S.F. No. 2473.
July 23, 1903.
APPEAL from an order of the Superior Court of the City and County of San Francisco granting a new trial. John Hunt, Judge.
The facts are stated in the opinion of the court.
M.T. Moses, for Appellant.
G.W. Baker, for Respondent.
This is an appeal from an order granting a new trial. The action was commenced by plaintiff as administrator of the estate of Karie Holtum, deceased, upon two certain policies of life insurance issued by the defendant upon the life of deceased. In defense it was charged that the defendant was induced to issue the policies by the false representations of the deceased. Trial was had before a jury. The verdict of the jury was for the plaintiff.
The representations which it is charged were false consisted of deceased's answers to certain questions propounded to her in her application for insurance. The questions and answers are as follows: "Q. Do you use malt or spirituous beverages? — A. Yes. — Q. If so, what kind and how much on the average on any one day? — A. One glass of wine or beer. — Q. Have you always been temperate in the use of such beverages? — A. Yes."
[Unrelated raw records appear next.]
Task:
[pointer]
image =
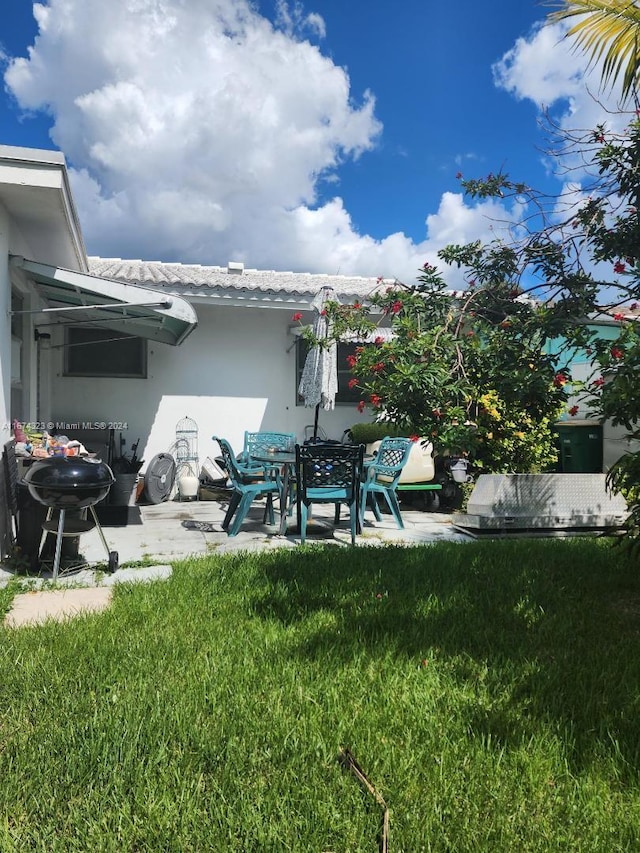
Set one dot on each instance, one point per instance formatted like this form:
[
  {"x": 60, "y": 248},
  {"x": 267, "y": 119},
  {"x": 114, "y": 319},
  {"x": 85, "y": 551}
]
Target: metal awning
[{"x": 75, "y": 298}]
The court granted the motion for a new trial solely upon the ground of the insufficiency of the evidence to support the verdict, and that is the only ground here argued. Evidence of witnesses was introduced showing that upon many different occasions during the years immediately preceding her death they had seen deceased "drunk," and "under the influence of liquor." She had been seen drunk on the streets, drunk in a grocery store, intoxicated in her own home. Once she was so drunk on the sidewalk that she could not get up. Her death resulted from injuries received by falling down stairs. She was drunk upon the day she received her injuries. Her husband, plaintiff in this action, testified at the coroner's inquest. He was asked, had she been in the habit of drinking to excess, and answered, "Well, I expect she got it somewhere"; and when further asked whether at the time of her receiving her injuries she was under the influence of liquor, he replied: "Well, she was sometimes. When she got money she would go out somewhere, but I didn't know anything about it." And still further questioned: "Was she not in the habit of drinking then? " answered, "I think she was. Yes, I think she was." Against this evidence of the defense there was the evidence, necessarily negative, of those who had seen the deceasd upon many occasions, and had never seen her drunk nor under the influence of liquor.
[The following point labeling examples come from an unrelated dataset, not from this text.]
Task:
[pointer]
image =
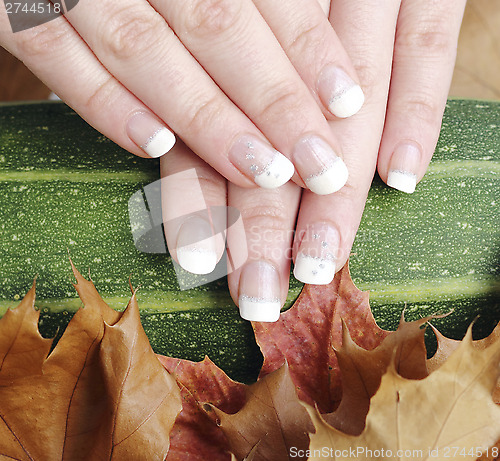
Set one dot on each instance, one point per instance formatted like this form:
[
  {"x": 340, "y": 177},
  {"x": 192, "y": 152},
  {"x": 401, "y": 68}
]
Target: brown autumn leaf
[
  {"x": 101, "y": 393},
  {"x": 450, "y": 412},
  {"x": 196, "y": 435},
  {"x": 22, "y": 348},
  {"x": 445, "y": 347},
  {"x": 272, "y": 421},
  {"x": 362, "y": 371},
  {"x": 307, "y": 334}
]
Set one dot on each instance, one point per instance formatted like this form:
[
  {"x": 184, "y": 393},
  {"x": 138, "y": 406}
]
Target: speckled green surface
[{"x": 66, "y": 187}]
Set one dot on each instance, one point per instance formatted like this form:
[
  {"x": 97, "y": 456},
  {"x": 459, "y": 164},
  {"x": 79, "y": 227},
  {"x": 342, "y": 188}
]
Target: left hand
[{"x": 404, "y": 53}]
The law governing assurances such as were given by the deceased in her application is well settled: "A warranty that the insured is temperate as to the use of intoxicating liquors vitiates the policy where he is addicted to periodical and habitual excessive indulgences, but nothing less than this will have such effect." (13 Am. Eng. Ency. of Law, 1st ed., p. 636.) In Knickerbocker Life Ins. Co. v. Foley, 105 U.S. 350, where the insured had died of delirium tremens, Mr. Justice Field said: "If the habits of the insured in the usual ordinary and every-day routine of his life were temperate, his representations that he was and always had been a man of temperate habits were not untrue within the meaning of the policy, although he may have had an attack of delirium tremens from an exceptional over-indulgence. It could not have been contemplated from the language used in the policy that it should become void for an occasional excess by the insured, but only when such excess had by frequent repetitions become a habit, and the testimony of the witness who had been with him for years and knew his general habits, may well have satisfied the jury that whatever excesses he may at times have committed, he was not habitually intemperate."
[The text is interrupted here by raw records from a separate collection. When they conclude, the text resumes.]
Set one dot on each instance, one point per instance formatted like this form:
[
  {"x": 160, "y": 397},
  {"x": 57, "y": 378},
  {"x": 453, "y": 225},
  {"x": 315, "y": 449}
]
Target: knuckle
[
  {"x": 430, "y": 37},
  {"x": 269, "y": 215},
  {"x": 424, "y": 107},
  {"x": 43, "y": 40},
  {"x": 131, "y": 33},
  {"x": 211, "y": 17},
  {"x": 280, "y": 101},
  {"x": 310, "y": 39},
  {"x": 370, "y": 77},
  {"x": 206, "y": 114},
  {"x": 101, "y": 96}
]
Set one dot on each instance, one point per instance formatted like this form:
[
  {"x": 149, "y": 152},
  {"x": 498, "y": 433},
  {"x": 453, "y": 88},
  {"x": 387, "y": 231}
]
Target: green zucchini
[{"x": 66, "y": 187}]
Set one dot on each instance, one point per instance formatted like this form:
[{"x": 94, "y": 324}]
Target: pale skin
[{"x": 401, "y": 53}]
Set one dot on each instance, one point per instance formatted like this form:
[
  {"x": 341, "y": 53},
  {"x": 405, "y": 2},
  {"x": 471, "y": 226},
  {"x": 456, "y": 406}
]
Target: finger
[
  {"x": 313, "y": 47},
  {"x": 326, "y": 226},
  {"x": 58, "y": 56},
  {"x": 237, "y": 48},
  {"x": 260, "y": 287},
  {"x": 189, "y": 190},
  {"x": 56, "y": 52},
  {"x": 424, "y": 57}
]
In the case at bar the question of fact was given to the jury under proper instructions, in accordance with this well-settled principle of law. Their verdict was a finding in favor of the plaintiff to the effect that the deceased had not falsely warranted her habits, and that she was not addicted habitually to intemperance; but there was certainly sufficient evidence in the case to have upheld a contrary finding. This evidence in the view of the trial court demanded that in the exercise of its discretion a new trial should be had. A wide discretion is vested in the court in granting and refusing new trials where the question turns upon conflicting evidence. (Tide Land Reclamation Co. v. Cunningham, 71 Cal. 221; Bjorman v. Fort Bragg etc. Co., 92 Cal. 500; Gorton v. Stern, 121 Cal. 348.)
It cannot be said that there was any abuse of the discretion of the court in granting the motion in this case.
The order appealed from is therefore affirmed.
Lorigan, J., and McFarland, J., concurred.